Additionally, it would be best to provide a list of pairs of positions (a start position and an end position), and as an added bonus you could then turn this into a generator function (i.e. it returns IEnumerable<BracketPair>
).
I apologise in advance for using some ‘outdated’ methods like string.Format
instead of $""
, I haven’t caught up with the techniques introduced after C# 4.5.

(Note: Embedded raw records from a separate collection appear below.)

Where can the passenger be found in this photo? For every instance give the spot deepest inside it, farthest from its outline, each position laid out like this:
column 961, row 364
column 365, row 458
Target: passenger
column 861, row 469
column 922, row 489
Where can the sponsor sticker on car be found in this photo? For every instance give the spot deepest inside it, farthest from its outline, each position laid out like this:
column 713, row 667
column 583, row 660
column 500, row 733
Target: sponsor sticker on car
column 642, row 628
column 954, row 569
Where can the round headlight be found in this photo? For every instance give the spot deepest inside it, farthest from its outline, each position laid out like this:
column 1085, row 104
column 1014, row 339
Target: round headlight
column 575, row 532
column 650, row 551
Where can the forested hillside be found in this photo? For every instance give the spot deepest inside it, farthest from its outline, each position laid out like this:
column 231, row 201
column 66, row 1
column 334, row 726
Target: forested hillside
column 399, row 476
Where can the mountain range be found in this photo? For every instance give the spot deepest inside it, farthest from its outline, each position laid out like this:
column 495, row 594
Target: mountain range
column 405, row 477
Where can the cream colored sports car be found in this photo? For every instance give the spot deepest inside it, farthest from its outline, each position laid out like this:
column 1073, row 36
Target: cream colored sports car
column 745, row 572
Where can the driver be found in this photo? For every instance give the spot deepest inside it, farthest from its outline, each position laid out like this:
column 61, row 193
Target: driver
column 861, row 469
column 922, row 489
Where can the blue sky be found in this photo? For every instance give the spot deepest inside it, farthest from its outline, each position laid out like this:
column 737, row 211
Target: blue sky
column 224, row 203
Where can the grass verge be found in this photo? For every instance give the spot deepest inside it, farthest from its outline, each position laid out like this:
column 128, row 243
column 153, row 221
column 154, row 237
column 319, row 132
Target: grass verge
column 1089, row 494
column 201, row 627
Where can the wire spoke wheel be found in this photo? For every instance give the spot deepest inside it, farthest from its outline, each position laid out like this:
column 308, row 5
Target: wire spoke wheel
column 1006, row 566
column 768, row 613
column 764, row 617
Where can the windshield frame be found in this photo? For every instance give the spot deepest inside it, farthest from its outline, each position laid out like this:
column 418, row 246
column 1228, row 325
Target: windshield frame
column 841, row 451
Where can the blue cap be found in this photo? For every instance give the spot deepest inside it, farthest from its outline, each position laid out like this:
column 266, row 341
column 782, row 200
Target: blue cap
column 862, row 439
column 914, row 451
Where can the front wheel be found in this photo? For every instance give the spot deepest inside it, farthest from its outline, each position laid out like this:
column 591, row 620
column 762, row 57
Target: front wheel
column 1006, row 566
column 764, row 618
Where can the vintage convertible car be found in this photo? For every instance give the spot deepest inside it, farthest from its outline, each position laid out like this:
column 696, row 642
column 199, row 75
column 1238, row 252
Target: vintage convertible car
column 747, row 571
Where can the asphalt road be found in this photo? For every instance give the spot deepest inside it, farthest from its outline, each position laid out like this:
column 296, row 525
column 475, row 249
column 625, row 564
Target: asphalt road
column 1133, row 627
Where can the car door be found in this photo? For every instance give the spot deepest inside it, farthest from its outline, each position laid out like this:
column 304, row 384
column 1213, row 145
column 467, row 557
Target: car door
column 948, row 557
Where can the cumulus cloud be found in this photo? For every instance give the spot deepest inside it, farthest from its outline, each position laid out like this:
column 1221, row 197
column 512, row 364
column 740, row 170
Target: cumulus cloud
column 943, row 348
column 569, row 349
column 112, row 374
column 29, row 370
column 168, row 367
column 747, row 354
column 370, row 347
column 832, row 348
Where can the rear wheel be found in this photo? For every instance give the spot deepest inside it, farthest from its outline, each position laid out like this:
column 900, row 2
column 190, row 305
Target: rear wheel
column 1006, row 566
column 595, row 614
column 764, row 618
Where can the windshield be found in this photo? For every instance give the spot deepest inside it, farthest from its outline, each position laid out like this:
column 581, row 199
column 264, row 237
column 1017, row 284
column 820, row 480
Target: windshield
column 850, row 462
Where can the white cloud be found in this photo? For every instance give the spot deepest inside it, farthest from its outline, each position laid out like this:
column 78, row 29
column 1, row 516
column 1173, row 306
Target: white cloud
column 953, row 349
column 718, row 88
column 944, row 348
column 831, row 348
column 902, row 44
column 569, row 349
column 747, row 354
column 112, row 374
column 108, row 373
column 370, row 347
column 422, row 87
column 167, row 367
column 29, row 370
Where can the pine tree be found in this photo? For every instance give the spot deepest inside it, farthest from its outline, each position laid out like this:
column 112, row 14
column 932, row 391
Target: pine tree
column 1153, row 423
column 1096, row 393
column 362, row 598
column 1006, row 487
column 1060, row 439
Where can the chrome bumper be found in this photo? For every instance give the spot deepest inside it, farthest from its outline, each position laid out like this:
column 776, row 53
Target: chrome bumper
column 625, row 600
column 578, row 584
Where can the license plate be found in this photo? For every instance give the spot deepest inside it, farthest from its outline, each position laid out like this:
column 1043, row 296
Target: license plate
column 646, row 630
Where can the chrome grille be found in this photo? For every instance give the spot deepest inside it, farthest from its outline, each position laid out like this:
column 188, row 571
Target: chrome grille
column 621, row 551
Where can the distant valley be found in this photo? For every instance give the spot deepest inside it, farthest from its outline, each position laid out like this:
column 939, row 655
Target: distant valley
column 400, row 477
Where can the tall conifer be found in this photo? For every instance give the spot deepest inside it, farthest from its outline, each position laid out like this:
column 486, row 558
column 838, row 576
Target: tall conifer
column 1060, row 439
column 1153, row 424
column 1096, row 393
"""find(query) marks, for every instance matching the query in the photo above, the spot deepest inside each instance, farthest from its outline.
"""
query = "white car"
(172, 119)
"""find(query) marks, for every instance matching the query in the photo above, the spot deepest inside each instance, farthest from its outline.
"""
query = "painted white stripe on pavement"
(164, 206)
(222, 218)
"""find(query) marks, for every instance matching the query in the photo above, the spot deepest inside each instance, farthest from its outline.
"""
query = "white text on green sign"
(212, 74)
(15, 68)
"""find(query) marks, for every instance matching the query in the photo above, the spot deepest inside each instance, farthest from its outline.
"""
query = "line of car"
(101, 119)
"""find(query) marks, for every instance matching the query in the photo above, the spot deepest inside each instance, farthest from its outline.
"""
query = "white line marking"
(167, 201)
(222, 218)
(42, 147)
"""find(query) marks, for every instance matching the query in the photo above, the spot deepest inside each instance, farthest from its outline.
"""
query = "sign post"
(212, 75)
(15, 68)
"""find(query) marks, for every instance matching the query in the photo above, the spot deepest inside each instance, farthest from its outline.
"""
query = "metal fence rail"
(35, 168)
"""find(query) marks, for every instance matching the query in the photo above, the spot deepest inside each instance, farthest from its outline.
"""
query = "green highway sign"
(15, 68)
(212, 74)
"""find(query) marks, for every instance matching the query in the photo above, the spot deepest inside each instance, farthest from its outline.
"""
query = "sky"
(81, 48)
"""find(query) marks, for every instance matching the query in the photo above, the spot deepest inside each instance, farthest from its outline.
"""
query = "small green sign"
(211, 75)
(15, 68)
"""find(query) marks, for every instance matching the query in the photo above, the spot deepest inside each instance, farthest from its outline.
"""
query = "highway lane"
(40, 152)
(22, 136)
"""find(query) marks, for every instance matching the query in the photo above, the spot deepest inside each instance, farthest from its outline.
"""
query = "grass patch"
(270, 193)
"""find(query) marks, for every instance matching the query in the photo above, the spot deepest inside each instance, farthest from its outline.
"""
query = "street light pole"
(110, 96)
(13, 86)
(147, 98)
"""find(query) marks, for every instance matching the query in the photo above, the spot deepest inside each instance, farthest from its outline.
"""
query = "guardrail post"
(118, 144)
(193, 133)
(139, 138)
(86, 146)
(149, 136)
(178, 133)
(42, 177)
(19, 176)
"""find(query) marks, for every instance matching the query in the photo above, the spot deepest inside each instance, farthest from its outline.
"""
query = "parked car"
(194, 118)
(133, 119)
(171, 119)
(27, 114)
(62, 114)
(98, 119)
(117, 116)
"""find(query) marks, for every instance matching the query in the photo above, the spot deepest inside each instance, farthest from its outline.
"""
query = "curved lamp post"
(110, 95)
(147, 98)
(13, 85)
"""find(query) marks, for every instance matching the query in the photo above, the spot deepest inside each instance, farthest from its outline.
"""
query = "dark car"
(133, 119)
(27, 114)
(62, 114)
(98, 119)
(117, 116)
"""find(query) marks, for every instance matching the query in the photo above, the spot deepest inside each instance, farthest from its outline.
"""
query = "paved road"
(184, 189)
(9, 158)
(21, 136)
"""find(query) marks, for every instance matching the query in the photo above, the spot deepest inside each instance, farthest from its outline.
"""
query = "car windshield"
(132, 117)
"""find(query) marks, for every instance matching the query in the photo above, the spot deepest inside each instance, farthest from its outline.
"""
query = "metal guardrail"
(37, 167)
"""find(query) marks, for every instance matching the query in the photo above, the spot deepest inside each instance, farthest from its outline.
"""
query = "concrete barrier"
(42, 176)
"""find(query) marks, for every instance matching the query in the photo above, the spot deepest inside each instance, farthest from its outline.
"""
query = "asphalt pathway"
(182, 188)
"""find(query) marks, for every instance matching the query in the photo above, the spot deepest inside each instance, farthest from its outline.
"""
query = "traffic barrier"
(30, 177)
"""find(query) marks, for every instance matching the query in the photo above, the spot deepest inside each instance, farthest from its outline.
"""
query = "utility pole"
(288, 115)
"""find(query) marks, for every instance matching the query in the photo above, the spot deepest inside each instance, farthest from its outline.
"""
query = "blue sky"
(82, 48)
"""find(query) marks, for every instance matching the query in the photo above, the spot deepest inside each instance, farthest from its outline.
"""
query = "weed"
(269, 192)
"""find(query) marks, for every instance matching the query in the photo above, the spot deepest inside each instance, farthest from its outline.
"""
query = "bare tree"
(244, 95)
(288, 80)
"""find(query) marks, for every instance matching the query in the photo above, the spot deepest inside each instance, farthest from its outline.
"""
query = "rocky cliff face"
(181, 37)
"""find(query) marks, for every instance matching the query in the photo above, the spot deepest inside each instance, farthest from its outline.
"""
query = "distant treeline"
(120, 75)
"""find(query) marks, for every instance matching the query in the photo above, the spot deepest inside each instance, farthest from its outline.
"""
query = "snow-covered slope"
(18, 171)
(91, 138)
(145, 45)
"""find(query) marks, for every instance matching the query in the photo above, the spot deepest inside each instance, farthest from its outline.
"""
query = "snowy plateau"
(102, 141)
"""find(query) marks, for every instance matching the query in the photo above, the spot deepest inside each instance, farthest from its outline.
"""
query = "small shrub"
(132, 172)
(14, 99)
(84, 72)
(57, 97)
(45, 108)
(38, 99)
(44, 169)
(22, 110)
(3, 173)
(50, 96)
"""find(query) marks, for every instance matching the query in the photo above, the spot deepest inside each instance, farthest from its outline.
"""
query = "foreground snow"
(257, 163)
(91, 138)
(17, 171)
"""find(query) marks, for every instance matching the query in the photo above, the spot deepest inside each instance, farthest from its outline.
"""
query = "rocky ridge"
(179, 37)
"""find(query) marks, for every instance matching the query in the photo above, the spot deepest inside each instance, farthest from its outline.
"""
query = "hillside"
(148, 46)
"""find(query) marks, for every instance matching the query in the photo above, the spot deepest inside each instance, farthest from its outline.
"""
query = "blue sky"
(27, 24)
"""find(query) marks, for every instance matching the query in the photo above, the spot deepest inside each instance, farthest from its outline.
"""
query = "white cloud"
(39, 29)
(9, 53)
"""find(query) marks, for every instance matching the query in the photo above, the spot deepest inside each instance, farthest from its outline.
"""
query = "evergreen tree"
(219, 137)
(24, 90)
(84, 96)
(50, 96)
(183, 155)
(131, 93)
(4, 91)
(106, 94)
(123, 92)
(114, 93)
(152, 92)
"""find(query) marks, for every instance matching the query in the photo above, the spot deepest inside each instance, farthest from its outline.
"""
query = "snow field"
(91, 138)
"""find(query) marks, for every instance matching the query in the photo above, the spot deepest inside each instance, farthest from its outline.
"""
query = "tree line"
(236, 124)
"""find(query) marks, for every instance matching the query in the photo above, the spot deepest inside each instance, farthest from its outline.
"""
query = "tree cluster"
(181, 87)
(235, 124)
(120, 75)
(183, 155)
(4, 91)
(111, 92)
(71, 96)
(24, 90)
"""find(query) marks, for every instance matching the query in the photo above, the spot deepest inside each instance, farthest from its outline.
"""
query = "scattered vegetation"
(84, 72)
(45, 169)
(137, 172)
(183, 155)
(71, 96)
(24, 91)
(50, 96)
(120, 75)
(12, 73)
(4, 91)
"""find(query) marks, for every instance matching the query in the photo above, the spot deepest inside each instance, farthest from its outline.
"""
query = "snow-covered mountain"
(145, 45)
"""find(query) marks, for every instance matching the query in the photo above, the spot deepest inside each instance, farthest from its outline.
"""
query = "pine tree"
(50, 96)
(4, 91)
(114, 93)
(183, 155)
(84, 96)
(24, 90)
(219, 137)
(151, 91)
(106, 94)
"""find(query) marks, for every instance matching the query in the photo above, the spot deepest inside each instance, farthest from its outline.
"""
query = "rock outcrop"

// Using a struct because this is a small and cheap immutable object
public struct BracketPair
{
private int startIndex;
private int endIndex;
private int depth;
public BracketPair(int startIndex, int endIndex, int depth)
{
if (startIndex > endIndex)
throw new ArgumentException("startIndex must be less than endIndex");
this.startIndex = startIndex;
this.endIndex = endIndex;
this.depth = depth;
}
public int StartIndex
{
get { return this.startIndex; }
}
public int EndIndex
{
get { return this.endIndex; }
}
public int Depth
{
get { return this.depth; }
}
}
public static class TextHelper
{
public static IEnumerable<BracketPair> ParseBracketPairs(string text)
{
var startPositions = new Stack<int>();
for (int index = 0; index < text.Length; index++)
if (text[index] == '[')
{
startPositions.Push(index);
}
else if (text[index] == ']')
{
if (startPositions.Count == 0)
throw new ArgumentException(string.Format("mismatched end bracket at index {0}", index));
var depth = startPositions.Count - 1;
var start = startPositions.Pop();
yield return new BracketPair(start, index, depth);
}
if (startPositions.Count > 0)
throw new ArgumentException(string.Format("mismatched start brackets, {0} total", startPositions.Count));
}
// You can even go one step further and handle TextReaders
// Remember you need using System.IO
public static IEnumerable<BracketPair> ParseBracketPairs(TextReader reader)
{
var startPositions = new Stack<int>();
for (int index = 0; reader.Peek() != -1; ++index)
{
// Detect overflow
if (index < 0)
throw new ArgumentException(string.Format("input text too long, must be shorter than {0} characters", int.MaxValue));
var c = (char)reader.Read();
if (c == '[')
{
startPositions.Push(index);
}
else if (c == ']')
{
// Error on mismatch
if (startPositions.Count == 0)
throw new ArgumentException(string.Format("mismatched end bracket at index {0}", index));
// Depth tends to be zero-based
var depth = startPositions.Count - 1;
var start = startPositions.Pop();
yield return new BracketPair(start, index, depth);
}
}
// Error on mismatch
if (startPositions.Count > 0)
throw new ArgumentException(string.Format("mismatched start brackets, {0} total", startPositions.Count));
}
}
After which using the following:
static void Main(string[] args)
{
for (string input = Console.ReadLine(); !string.IsNullOrWhiteSpace(input); input = Console.ReadLine())
{
foreach (var pairs in TextHelper.ParseBracketPairs(input))
Console.WriteLine("Start: {0}, End: {1}, Depth: {2}", pairs.StartIndex, pairs.EndIndex, pairs.Depth);
}
}
For the input [a][b[c[d]e]][f]
you get:
Start: 0, End: 2, Depth: 0
Start: 7, End: 9, Depth: 2
Start: 5, End: 11, Depth: 1
Start: 3, End: 12, Depth: 0
Start: 13, End: 15, Depth: 0
By providing an IEnumerable<BracketPair>
you get access to all the useful extension methods from LINQ which will allow you to process your bracket pairs however you see fit.